Iraqi F, Smith E J
US Department of Agriculture, Avian Disease and Oncology Laboratory, Lansing, MI 48823, USA.
Anim Genet. 1995 Jun;26(3):141-6. doi: 10.1111/j.1365-2052.1995.tb03153.x.
Nucleotide sequence analysis of polymerase chain reaction products confirmed that ev21 integrated into one of two large homologous elements on the Z chromosome of late-feathering (LF) White Leghorn chickens. Southern blots of NotI-, NaeI-, KspI- and BamHI-digested DNA from early-feathering (EF) and LF White Leghorns, that had been hybridized with a probe that flanks ev21, indicated a 180 kb duplication of an unoccupied repeat in the LF genotype of White Leghorns. A KspI fragment that carries ev21 was about 32 kb smaller than the KspI fragment found in EF DNA. In the evolution of LF, retroviral insertion into one of two large repeats and a 32 kb deletion may have generated LF.
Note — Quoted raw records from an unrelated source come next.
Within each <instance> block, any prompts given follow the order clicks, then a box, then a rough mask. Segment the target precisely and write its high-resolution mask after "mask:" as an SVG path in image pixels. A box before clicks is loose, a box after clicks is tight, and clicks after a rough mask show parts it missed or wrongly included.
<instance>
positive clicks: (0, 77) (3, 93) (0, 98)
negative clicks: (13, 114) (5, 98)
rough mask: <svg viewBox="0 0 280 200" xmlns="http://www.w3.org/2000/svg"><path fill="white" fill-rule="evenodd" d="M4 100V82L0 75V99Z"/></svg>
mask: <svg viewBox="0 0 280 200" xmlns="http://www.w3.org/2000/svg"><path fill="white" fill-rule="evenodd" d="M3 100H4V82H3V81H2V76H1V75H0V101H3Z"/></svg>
聚合酶链反应产物的核苷酸序列分析证实,ev21整合到晚羽(LF)白来航鸡Z染色体上两个大的同源元件之一中。用位于ev21侧翼的探针与早羽(EF)和LF白来航鸡经NotI、NaeI、KspI和BamHI消化的DNA进行Southern杂交,结果表明白来航鸡LF基因型中存在一个180 kb的未占用重复序列的重复。携带ev21的KspI片段比在EF DNA中发现的KspI片段小约32 kb。在LF的进化过程中,逆转录病毒插入两个大重复序列之一并发生32 kb的缺失可能产生了LF。